Figure 7 shows the start-up detection of the dimmer. After the dimmer is turned on, the driver circuit starts charging. When the VCC supply voltage reaches the start-up level, the controller starts working. The Boost control signal OUTPUT (TR) conducts for 3-4 AC half cycles, providing the dimmer with a low impedance loop to complete initialization. During this period, the controller determines the input voltage range, frequency, and dimmer type and phase angle based on the characteristic waveform output by the dimmer. If it is determined to be a supported dimmer, the driver circuit is started and the corresponding LED current is output.

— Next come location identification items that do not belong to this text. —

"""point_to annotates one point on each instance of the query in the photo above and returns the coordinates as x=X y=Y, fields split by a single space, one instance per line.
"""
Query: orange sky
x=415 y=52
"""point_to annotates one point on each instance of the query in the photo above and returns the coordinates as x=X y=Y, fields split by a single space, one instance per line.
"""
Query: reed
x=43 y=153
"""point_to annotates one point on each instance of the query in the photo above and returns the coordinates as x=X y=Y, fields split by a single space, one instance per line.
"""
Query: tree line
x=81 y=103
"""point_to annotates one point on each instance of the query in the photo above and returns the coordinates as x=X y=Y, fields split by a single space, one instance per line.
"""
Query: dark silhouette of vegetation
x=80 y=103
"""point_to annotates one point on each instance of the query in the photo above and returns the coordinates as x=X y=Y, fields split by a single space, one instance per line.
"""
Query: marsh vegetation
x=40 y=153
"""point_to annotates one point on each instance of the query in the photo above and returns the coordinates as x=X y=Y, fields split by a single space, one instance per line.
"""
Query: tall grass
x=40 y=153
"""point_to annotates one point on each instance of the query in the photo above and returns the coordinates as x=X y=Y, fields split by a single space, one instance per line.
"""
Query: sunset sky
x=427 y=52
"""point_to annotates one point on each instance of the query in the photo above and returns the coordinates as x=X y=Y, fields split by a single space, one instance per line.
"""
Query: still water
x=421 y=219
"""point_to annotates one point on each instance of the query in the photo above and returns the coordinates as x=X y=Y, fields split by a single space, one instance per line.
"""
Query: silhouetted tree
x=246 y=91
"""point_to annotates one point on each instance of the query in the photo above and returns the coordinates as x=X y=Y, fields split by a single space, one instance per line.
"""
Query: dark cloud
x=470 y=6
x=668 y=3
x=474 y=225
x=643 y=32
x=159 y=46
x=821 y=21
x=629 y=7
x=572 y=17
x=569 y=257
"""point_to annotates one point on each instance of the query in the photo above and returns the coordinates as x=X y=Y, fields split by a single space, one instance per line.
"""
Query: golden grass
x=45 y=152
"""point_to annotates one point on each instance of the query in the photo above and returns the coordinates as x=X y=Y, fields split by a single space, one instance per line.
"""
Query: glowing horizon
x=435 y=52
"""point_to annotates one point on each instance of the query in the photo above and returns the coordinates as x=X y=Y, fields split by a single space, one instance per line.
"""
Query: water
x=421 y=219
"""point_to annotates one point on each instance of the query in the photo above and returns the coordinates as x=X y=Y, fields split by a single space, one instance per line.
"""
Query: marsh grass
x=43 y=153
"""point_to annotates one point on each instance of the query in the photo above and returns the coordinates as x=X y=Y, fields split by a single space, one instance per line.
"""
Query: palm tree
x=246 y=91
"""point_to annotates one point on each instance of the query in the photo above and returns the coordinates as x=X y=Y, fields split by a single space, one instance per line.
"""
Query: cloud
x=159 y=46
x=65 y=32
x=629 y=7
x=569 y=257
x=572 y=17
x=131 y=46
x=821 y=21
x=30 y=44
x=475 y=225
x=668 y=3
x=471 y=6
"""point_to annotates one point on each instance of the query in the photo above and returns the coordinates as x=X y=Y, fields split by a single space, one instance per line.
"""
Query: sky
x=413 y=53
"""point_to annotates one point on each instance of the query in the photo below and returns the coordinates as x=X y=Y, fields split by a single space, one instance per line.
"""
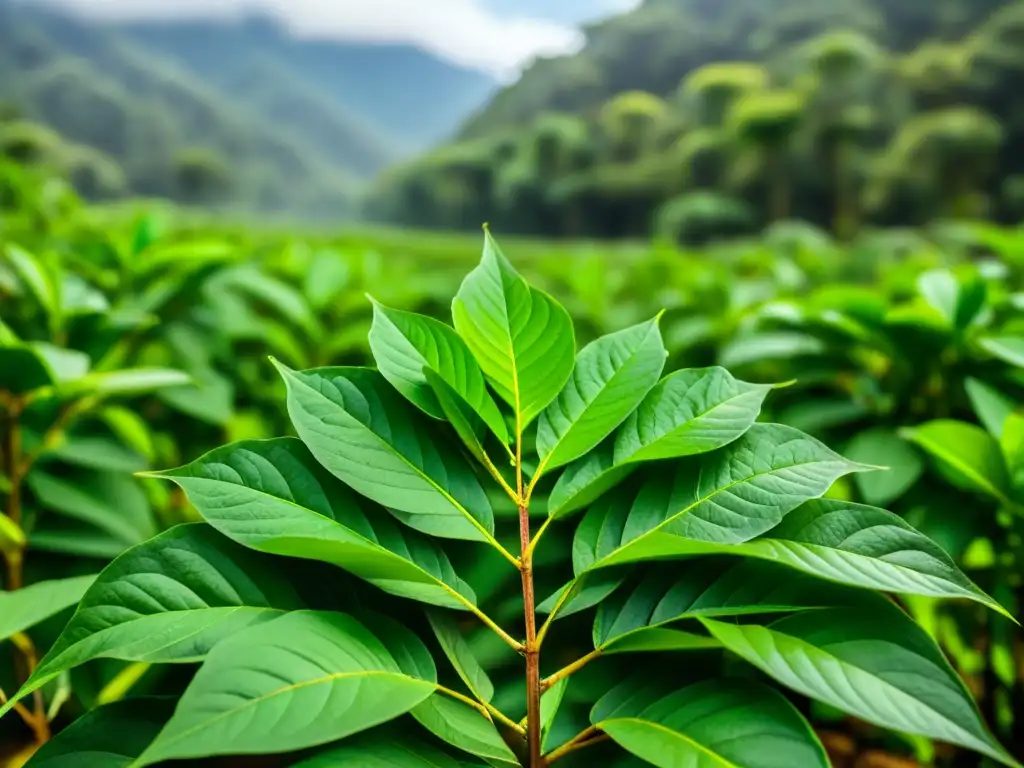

iW3610 Series Product Application Scheme Figure 8 (a) shows a specific application scheme of the iW3610 series controller. Figures 8 (b) and (c) show the measured waveforms of the trailing dimmer and leading dimmer, respectively.

5. Conclusion

Digital control technology has the advantages of flexible control, good dimming performance and comprehensive protection in the field of LED lighting. In response to the increasing control and protection requirements, iWatt's iW3610 series digital controller is gradually becoming the mainstream driver controller for LED general lighting. The iW3610 series digital controller is suitable for the requirements of built-in lamp driving. It uses a small number of components to achieve high-performance dimming, high power factor, isolated drive and precise constant current output design without optocoupler, optimizing the heat dissipation performance of the overall LED lamp.